While the world stage is still debating the extent of the impact of climate change, it is clear that Schleswig-Holstein will definitely become warmer and drier. Rising temperatures and increasingly prolonged droughts are a concern for farmers. However, soybeans could make better use of warmer temperatures compared to, for example, summer grains, and could even thrive as a nitrogen-fixing legume without fertilization.
"For twelve years now, we have been cultivating new cultivated varieties of soybean on the Lindenhof experimental field in collaboration with the State Seed Breeding Institute at the University of Hohenheim and other breeders," explains Prof Dr Ute Kropf from the Department of Agricultural Economics at the University of Applied Sciences Kiel. Normally, due to their high temperature requirements, soybeans grow primarily in Brazil, the USA, and Argentina, which account for 80 percent of global soybean production.
"These beans like it warm," says Kropf. "The soybeans we cultivate on the experimental field require a soil temperature of at least ten degrees. This is why soybeans here in the northern region cannot be sown until the beginning of May at the earliest." Native candidates are more tolerant, Kropf explains: "The local field bean can be sown as early as March in cold ground which is still only two degrees." With the late May sowing, the accumulated heat sum only reaches threshing maturity under favourable weather conditions—and only for soybean varieties which mature early.
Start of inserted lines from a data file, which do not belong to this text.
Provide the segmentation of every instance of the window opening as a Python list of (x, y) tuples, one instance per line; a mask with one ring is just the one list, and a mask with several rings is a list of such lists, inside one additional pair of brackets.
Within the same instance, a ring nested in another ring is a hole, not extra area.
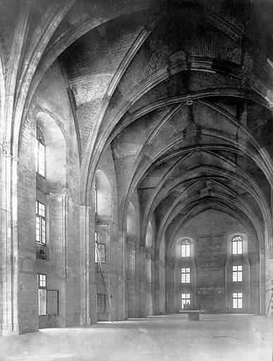
[(45, 316), (47, 314), (47, 276), (43, 274), (38, 274), (39, 285), (39, 315)]
[[(106, 250), (105, 245), (104, 243), (97, 243), (97, 250), (99, 252), (99, 260), (101, 263), (105, 263), (106, 262)], [(97, 252), (95, 253), (95, 262), (98, 262), (99, 259), (97, 259)]]
[(233, 307), (243, 308), (243, 293), (233, 293)]
[(44, 135), (39, 127), (37, 128), (36, 137), (36, 171), (44, 177), (45, 142)]
[(47, 290), (47, 314), (58, 314), (59, 291)]
[(36, 201), (36, 242), (42, 245), (46, 243), (45, 206)]
[(184, 308), (185, 305), (190, 305), (190, 293), (182, 293), (182, 295), (181, 295), (182, 310)]
[(241, 255), (243, 252), (243, 240), (240, 235), (236, 235), (232, 239), (232, 254)]
[(233, 282), (241, 282), (243, 281), (243, 267), (232, 267), (232, 281)]
[(189, 268), (181, 268), (181, 283), (190, 283), (190, 271)]
[(188, 240), (184, 240), (181, 244), (181, 257), (190, 257), (190, 244)]

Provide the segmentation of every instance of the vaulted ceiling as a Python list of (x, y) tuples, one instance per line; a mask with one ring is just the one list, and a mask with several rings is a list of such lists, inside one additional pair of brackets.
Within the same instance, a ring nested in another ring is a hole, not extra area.
[(79, 128), (83, 193), (110, 147), (121, 225), (138, 191), (143, 239), (151, 218), (160, 240), (207, 209), (260, 242), (271, 235), (273, 3), (59, 3), (37, 8), (37, 18), (47, 11), (59, 21), (44, 33), (25, 104), (59, 57)]

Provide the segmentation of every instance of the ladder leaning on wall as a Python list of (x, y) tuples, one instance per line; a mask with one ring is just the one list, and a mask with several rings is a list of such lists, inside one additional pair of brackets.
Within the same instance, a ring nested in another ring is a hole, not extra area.
[(104, 290), (105, 299), (106, 299), (106, 301), (107, 301), (108, 311), (109, 312), (109, 319), (110, 319), (111, 322), (114, 322), (113, 317), (112, 317), (112, 311), (111, 311), (111, 309), (110, 301), (109, 301), (109, 298), (108, 297), (108, 293), (107, 293), (107, 288), (106, 288), (104, 277), (104, 275), (103, 275), (103, 273), (102, 273), (102, 263), (100, 262), (99, 250), (97, 249), (97, 242), (95, 242), (95, 248), (96, 248), (97, 258), (97, 261), (98, 261), (97, 263), (99, 264), (99, 271), (100, 271), (100, 274), (102, 276), (102, 285), (103, 285), (103, 288), (104, 288)]
[[(273, 286), (273, 280), (271, 281), (271, 283)], [(271, 290), (272, 290), (272, 293), (271, 293), (270, 300), (269, 300), (269, 303), (268, 304), (267, 313), (265, 314), (265, 318), (267, 318), (267, 314), (268, 314), (268, 311), (269, 310), (271, 302), (273, 300), (273, 288), (271, 288)]]

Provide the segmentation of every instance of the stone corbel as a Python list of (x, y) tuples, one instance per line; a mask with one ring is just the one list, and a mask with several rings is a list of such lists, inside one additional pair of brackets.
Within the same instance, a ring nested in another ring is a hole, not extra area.
[(19, 161), (19, 157), (17, 157), (17, 155), (13, 155), (11, 154), (12, 145), (13, 144), (11, 142), (3, 142), (3, 143), (1, 143), (0, 146), (2, 149), (2, 157), (11, 158), (15, 161)]

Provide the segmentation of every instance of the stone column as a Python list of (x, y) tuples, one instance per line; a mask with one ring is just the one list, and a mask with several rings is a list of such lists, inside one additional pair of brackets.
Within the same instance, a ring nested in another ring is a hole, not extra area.
[(175, 310), (174, 260), (167, 259), (166, 263), (166, 312)]
[(126, 288), (128, 317), (134, 317), (135, 314), (135, 242), (127, 240)]
[(156, 249), (152, 262), (152, 314), (159, 313), (159, 250)]
[(11, 143), (1, 144), (1, 246), (2, 334), (19, 333), (17, 157), (11, 154)]
[(122, 254), (122, 274), (121, 274), (121, 318), (128, 318), (127, 295), (126, 295), (126, 232), (119, 232), (119, 242), (121, 243)]
[(80, 324), (90, 324), (90, 207), (80, 206)]

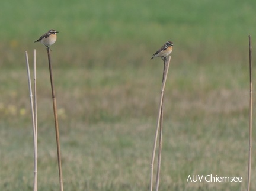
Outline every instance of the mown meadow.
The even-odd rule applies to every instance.
[[[254,54],[255,8],[253,1],[237,0],[1,2],[0,190],[33,189],[25,51],[31,66],[34,49],[38,190],[59,189],[46,49],[33,43],[53,28],[59,31],[52,61],[65,190],[149,190],[163,67],[160,58],[150,58],[169,40],[174,46],[165,91],[160,190],[245,190],[248,36]],[[252,154],[252,183],[255,162]],[[187,182],[193,174],[242,182]],[[253,183],[251,188],[256,189]]]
"In the twelve years of our test cultivation, we have only been able to harvest three crops with a yield between 10 and 20 dt/ha," the professor concludes. However, she admits that on warmer sites in southern Germany, the situation is quite different. "In suitable locations in Germany, the yield is between 30 and 50 dt/ha." Accordingly, the goal is to create soybean varieties through breeding that can be harvested in the northern regions. Kropf is certain, however, that "it will take at least another 10 years to achieve this with conventional methods,". At least for soybean cultivation, climate change is a favourable factor.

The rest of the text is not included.